In this competition, we will be predicting answers to questions in Hindi and Tamil. The answers are drawn directly from a limited context given to us for each sample. The competition is diverse and unique compared to other competitions currently held on Kaggle focusing on Multilingual Natural Language Understanding (NLU), which makes it difficult and exciting to work with. Hence, the task of this competition is to build a robust model in which you have to generate answers to the questions about some Hindi/Tamil Wikipedia articles provided.

info

This blog explains the problem statement and how to start with the Kaggle competition chaii - Hindi and Tamil Question Answering hosted by Google Research India.

understanding question answering

About Dataset

We are given three CSV files containing train data, test data, and sample submission.

train.csv

It is the dataset with the help of which, we will train our models. Contains context, questions, and their valid answers(ground truth) along with a column answer_start (refers to the initial position of answer in context).

test.csv

It is the dataset on which our model will make predictions consisting of context and Questions.

sample_submission.csv

This file is provided by the host to provide the correct submission file format which has to be used to get a valid score on the leaderboard.
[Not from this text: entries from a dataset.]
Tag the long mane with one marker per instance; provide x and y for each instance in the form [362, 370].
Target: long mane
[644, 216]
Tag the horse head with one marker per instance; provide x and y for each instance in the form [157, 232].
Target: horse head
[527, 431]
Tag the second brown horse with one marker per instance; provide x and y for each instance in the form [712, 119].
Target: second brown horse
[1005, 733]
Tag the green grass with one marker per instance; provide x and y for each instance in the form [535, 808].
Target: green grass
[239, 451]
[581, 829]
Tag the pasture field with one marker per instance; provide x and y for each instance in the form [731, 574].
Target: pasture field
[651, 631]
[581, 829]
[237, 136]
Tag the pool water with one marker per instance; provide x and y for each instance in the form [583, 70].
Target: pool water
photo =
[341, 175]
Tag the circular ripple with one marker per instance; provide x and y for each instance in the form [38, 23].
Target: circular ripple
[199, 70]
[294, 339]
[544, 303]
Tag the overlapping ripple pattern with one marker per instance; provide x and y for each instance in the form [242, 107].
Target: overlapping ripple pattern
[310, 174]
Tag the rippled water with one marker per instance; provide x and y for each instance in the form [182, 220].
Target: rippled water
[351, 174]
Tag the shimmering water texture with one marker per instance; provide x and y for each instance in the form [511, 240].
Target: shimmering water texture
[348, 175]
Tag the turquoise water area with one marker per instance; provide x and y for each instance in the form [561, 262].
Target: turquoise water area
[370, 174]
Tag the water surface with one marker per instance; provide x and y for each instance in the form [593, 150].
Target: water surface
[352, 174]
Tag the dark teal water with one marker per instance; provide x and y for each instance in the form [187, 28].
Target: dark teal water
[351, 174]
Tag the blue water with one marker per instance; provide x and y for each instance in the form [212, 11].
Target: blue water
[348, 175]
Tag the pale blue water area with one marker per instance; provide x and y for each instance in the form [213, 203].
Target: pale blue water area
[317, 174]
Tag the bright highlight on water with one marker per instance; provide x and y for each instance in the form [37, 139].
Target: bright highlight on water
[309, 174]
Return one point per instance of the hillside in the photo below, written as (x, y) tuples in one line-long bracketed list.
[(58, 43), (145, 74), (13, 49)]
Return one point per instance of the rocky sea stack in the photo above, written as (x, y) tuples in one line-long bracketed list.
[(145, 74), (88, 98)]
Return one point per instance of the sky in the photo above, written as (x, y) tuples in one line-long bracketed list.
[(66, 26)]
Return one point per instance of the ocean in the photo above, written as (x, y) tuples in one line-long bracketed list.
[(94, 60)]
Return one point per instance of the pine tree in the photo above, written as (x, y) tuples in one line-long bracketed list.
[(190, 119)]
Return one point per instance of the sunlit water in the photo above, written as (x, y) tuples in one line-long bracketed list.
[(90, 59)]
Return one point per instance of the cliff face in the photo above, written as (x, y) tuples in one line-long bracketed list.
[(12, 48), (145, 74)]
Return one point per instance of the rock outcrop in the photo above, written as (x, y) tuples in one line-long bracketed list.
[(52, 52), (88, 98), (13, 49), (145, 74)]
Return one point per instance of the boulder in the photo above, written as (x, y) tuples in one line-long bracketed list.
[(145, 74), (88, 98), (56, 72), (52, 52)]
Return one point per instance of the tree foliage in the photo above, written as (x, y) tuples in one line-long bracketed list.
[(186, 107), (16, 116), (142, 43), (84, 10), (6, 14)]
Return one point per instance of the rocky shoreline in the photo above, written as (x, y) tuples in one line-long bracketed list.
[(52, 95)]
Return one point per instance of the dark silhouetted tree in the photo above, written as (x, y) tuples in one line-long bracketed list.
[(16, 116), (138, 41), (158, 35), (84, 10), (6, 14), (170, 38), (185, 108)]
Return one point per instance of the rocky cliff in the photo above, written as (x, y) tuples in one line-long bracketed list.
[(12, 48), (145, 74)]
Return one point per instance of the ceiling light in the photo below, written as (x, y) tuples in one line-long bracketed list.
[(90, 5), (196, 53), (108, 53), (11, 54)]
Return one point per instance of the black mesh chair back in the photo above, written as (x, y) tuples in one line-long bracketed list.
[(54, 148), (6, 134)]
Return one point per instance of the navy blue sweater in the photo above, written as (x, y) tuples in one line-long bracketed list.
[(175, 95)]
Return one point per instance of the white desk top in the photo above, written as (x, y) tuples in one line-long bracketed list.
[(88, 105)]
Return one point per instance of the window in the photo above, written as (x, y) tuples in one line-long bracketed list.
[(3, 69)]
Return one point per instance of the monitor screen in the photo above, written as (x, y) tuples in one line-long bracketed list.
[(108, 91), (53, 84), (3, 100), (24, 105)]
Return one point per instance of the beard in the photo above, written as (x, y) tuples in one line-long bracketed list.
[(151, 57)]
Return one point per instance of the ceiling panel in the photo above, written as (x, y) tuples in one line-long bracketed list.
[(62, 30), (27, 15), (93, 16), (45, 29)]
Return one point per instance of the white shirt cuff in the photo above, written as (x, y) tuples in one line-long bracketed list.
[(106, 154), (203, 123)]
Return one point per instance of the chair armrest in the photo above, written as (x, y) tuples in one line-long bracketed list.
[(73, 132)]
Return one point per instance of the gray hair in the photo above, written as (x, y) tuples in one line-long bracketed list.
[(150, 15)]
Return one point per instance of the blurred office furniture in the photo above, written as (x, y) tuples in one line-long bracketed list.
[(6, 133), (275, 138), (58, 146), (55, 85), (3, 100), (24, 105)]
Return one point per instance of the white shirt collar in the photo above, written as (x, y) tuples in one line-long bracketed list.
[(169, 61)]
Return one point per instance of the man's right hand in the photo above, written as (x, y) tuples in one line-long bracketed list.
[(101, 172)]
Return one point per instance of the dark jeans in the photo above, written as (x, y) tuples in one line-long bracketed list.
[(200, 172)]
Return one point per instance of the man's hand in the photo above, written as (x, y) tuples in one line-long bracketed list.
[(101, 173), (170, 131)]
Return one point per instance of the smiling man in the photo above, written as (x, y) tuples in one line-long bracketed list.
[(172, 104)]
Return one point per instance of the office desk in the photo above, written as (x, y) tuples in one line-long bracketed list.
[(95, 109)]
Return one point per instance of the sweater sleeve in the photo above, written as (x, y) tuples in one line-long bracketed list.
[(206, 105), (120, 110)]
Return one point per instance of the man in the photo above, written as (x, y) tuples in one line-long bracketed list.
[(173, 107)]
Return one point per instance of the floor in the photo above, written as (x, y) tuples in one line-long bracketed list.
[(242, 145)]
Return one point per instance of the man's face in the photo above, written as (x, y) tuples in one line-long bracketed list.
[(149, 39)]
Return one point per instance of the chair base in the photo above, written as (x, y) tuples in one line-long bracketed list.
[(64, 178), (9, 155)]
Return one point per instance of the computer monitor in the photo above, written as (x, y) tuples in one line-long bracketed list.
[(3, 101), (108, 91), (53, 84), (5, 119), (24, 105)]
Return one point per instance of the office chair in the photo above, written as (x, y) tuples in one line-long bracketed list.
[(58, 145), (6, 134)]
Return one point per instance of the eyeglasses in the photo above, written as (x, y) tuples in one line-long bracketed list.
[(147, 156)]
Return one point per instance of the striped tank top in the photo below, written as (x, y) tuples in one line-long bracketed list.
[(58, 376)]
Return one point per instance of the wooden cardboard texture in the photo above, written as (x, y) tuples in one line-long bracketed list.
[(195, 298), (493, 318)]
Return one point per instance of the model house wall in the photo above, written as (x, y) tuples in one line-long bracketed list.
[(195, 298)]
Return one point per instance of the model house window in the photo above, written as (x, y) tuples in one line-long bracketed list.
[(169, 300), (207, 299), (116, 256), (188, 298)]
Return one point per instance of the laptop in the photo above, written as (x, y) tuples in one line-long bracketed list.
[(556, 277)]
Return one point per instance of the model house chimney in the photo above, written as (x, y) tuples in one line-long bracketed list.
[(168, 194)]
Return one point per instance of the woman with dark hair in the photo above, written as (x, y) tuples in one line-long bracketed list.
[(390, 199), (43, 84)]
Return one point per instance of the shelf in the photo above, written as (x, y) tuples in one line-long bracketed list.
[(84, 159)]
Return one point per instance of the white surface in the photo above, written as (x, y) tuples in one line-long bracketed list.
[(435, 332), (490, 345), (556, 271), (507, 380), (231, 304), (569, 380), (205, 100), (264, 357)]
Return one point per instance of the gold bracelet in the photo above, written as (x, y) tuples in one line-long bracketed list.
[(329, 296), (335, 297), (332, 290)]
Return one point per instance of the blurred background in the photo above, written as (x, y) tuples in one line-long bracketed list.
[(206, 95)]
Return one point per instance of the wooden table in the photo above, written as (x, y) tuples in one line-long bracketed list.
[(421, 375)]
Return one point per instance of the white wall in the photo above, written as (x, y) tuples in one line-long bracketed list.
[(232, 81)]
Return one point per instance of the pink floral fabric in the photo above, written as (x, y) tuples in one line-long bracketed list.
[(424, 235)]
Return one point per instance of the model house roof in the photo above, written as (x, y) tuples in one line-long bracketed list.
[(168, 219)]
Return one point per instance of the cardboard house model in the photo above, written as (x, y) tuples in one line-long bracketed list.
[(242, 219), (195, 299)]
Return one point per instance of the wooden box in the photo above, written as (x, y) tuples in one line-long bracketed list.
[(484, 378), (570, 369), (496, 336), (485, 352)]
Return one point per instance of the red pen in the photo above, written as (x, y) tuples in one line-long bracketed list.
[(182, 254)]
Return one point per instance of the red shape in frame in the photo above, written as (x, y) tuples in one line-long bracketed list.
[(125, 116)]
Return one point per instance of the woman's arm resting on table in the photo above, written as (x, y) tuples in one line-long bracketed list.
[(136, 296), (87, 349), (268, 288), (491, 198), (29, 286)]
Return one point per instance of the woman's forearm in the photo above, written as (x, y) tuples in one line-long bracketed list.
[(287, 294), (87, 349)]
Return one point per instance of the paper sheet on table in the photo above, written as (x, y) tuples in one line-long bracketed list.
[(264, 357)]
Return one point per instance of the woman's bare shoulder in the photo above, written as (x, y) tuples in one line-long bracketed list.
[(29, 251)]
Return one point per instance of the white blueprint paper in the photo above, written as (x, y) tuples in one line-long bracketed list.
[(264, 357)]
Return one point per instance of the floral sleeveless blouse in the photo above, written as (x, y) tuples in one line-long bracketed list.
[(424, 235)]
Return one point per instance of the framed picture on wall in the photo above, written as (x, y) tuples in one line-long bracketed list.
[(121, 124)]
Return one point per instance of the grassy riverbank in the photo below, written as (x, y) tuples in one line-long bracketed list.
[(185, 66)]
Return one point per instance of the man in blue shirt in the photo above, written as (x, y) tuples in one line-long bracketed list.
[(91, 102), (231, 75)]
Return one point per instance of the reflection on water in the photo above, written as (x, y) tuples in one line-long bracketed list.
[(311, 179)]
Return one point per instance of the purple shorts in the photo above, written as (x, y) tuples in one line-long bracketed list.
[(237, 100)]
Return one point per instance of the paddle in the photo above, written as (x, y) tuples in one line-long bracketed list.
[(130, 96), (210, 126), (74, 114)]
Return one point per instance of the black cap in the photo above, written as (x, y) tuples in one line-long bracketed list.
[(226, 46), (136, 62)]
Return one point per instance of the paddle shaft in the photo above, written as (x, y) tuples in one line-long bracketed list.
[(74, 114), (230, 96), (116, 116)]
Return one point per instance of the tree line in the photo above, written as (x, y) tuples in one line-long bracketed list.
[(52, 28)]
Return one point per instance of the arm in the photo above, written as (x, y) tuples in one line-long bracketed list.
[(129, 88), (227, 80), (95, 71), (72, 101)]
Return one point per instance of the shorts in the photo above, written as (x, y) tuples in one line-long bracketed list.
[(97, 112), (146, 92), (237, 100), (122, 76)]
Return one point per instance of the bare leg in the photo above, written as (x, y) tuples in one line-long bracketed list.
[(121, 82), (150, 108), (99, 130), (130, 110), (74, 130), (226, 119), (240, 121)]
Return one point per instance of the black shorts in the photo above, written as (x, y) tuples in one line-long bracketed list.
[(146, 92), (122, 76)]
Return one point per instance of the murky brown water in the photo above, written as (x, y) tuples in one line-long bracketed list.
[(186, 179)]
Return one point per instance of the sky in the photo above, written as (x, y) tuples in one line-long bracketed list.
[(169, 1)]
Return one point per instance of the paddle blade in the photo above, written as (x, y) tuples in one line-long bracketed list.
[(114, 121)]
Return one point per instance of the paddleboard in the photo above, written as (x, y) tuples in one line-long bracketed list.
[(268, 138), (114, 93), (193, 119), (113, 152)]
The training set is very small includes 747 Hindi and 368 Tamil examples

The submission file should consist of 2 columns:

  • id: Unique ID
  • PredictionString: Predicted String

Understanding Evaluation Metric - Jaccard Score

In this competition, our submissions will be evaluated on the Jaccard Score metric.

jaccard score

info

Jaccard score is a measure of similarity considering the overlap of elements. It scores between 0 (no overlap of elements) to 1 (all elements overlap)._

Code to calculate Jaccard between strings

def jaccard(str1, str2):
a = set(str1.lower().split())
b = set(str2.lower().split())
c = a.intersection(b)
return float(len(c)) / (len(a) + len(b) - len(c))

Let’s do some experiments for a better understanding of the metric function.

prediction = 'This is my first blog'
true label = 'This is'

Jaccard score: 0.4

In the above prediction, two words are completely overlapping with the true label, therefore Jaccard score becomes 2/(5+2–2) = 0.4

prediction = 'This is my first blog'
true label = 'my is first This blog'

Jaccard score: 1.0

The order doesn’t matter, this is one of the key things about the metric.

prediction = 'This is my first blog'
true label = 'my is not'

Jaccard score: 0.33

Getting excessive False-positive also penalizes the Jaccard score. So, having the right amount of length of words is also necessary.

Want to quickly try out this code?

Public Baseline Notebooks

I would love to mention some of the amazing notebooks shared by the Kaggle community with which one could start a strong baseline.

Chaii QA - 5 Fold XLMRoberta Torch - By Rohit Singh

This is a complete package in this competition for anyone looking for a strong baseline to start with. Notebook is based on the Pytorch framework. It includes many latest training strategies. It also includes the usage of external datasets (MLQA, quad).

chaii QA - 5 Fold XLMRoberta Torch | Infer

Hello friends chaii pi lo - By Abhishek Thakur**

Another amazing notebook was published by none other than Quadrapule Grandmaster Abhishek Thakur. Similar to Rohit's baseline, this one is also based on the Pytorch framework and also uses external datasets.

EDA Notebooks

I have already briefed a lot about the competition, but if you are willing to know about the competition more, these are some of the great notebooks one could refer to.

Key Suggestions For A Strong Finish

Transformers is all you need

Multilingual Transformer models pre-trained on SQUAD data are completely dominating the competition. Some of the models which you could finetune on competition dataset.

  • XLM-Roberta-large
  • Muril-Large-Cased
  • bert-base-multilingual-cased-finetuned-squad
  • bert-multi-cased-finedtuned-xquad-tydiqa-goldp
  • bert-multi-cased-finetuned-xquadv1
  • bert-multi-uncased-finetuned-xquadv1
  • mT5-small-finetuned-tydiqa-for-xqa
  • xlm-multi-finetuned-xquadv1

External Dataset

Given such a small amount of data for training (~1000 samples), having the right external data could be a key thing to improve the learning of models.

Post Processing

Several post-processing techniques could be used to generate better predictions which include removal of special characters, unnecessarily occurring words in prediction string, having an answer length limit, etc.

Noise-free Dataset**

The training dataset provided by the hosts has many samples having targets labeled incorrectly, this made it difficult to train a model without fixing the labels manually or generating additional data.

Prevent Overfitting

There are very few samples in test data as well. So, even a change in a few predictions could vary score a lot. Having the right validation scheme, a better correlation between validation and public leaderboard score is necessary.

Seq2Seq approach**

Currently most of the teams are predicting starting and ending indexes of the answers. Using a sequence to sequence approach could be helpful in the competition by using an autoregressive model for generating answers.